Con la caduta dell’Impero Romano si fece sempre più forte questa visione negativa. La disabilità iniziò ad essere vista come una punizione, frutto dell’intervento di forze diaboliche. Il cristianesimo rese vivido il pensiero che il disabile fosse il figliə del peccato, specchio della trasgressione della madre ritenuta principale colpevole dell’anormalità del figliə partorito. Con l’Illuminismo e l’affermarsi della scienza e della medicina, cambiò radicalmente la concezione della disabilità che iniziò ad essere curata negli ospedali.
Con la fine della guerra mondiale il numero elevato di disabili portò a cambiare il modo di vedere queste persone, non più come mostri da allontanare dalla società, bensì come identità sociali bisognosi di aiuto, rispetto e comprensione. Cambiamento, purtroppo, ben presto frenato dall’avvento del nazismo che escluse, ancora una volta, i disabili ritenendoli persone non degne di vivere.

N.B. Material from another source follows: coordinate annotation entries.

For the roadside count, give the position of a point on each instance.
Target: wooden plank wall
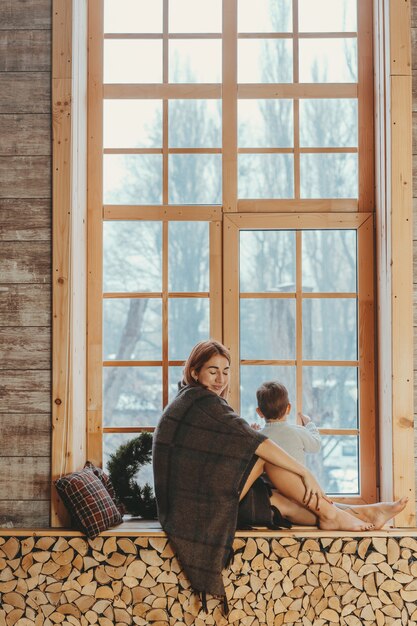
(25, 260)
(414, 64)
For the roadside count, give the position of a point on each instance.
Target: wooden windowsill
(138, 528)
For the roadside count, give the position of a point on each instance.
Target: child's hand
(305, 419)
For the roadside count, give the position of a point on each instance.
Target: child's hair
(272, 399)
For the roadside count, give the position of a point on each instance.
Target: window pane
(328, 61)
(111, 442)
(330, 396)
(266, 176)
(327, 15)
(132, 256)
(267, 260)
(195, 16)
(329, 175)
(264, 61)
(132, 329)
(133, 16)
(267, 328)
(329, 329)
(118, 66)
(270, 16)
(132, 179)
(132, 396)
(195, 124)
(329, 123)
(195, 61)
(188, 256)
(318, 274)
(265, 123)
(174, 378)
(337, 464)
(132, 124)
(252, 377)
(195, 178)
(188, 324)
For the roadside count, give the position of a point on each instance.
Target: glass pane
(270, 16)
(267, 328)
(330, 396)
(111, 442)
(188, 324)
(328, 123)
(264, 61)
(318, 274)
(266, 176)
(267, 260)
(174, 378)
(265, 123)
(329, 175)
(327, 16)
(328, 61)
(132, 179)
(252, 377)
(329, 329)
(337, 464)
(188, 268)
(195, 61)
(132, 396)
(195, 178)
(132, 329)
(195, 16)
(118, 66)
(133, 16)
(132, 124)
(195, 124)
(132, 256)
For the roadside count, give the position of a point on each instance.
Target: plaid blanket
(201, 454)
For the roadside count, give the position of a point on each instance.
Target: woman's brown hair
(200, 354)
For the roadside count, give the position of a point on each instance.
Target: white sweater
(295, 440)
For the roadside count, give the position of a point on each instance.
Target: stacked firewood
(272, 581)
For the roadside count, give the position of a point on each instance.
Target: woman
(207, 459)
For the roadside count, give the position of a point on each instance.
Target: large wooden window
(230, 195)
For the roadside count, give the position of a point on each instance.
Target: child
(274, 406)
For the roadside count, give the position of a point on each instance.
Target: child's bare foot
(378, 514)
(338, 519)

La vera svolta si ha con l’approvazione delle leggi negli anni ’70 del secolo scorso. Oggigiorno i disabili non vengono più considerati “malati” ma soggetti portatori di diritti come tutti gli altri.
PRESENTE DIGITALE: VERSO TECNOLOGIE PIÙ INLCUSIVE
Viviamo in un’era digitale dove tutto gira intorno a dispositivi elettronici. In una società di forti connessioni, non tuttə, però, hanno la possibilità di accedere a questi mezzi d’informazione. Questo provoca un divario tra “digitalmente attivi” e “digitalmente passivi”, vale a dire tra coloro che sono in grado e hanno i mezzi a disposizione per poter utilizzare le tecnologie e le persone che, invece, per mancanza di accessibilità non possono essere considerati come parte integrante di una comunità virtuale. Il perno, dunque, di questa disuguaglianza è proprio l’accessibilità. L’obiettivo è quello di superare queste barriere digitali creando tecnologie accessibili a tuttə, anche alle persone disabili, con la speranza che possano finalmente sentirsi accettatə come parte attiva della società digitale. Lo sforzo dovrebbe partire anche dai software e hardware che devono creare gli strumenti adatti per fornire accessibilità alle risorse informatiche. Si parla di tecnologie assistite AT, dall’inglese Assistive Technology, per far riferimento agli ausili informatici che aiutano la persona disabile nel corso della sua giornata per svolgere “compiti” di natura informatica. Nel caso di sensibilità sensoriali, ad esempio, occorre avvalersi di tecnologie assistive che compensino quella specifica disabilità; per i soggetti non vedenti si utilizza lo screen reader, un software in grado di sintetizzare vocalmente un testo scritto; nel caso di sensibilità motorie, riguardanti l’impossibilità nell’uso della tastiera e del mouse, si realizzano tecnologie assistive con dispositivi in input; invece, nel caso di disabilità cognitive, ovvero per le persone che hanno difficoltà di comprensione, si possono utilizzare sistemi di sintesi vocale.
È importante rendere accessibile sia i dispositivi elettronici, che consentano di navigare su Internet, che i siti web, utili per cercare informazioni e mettersi in contatto con il resto della comunità virtuale.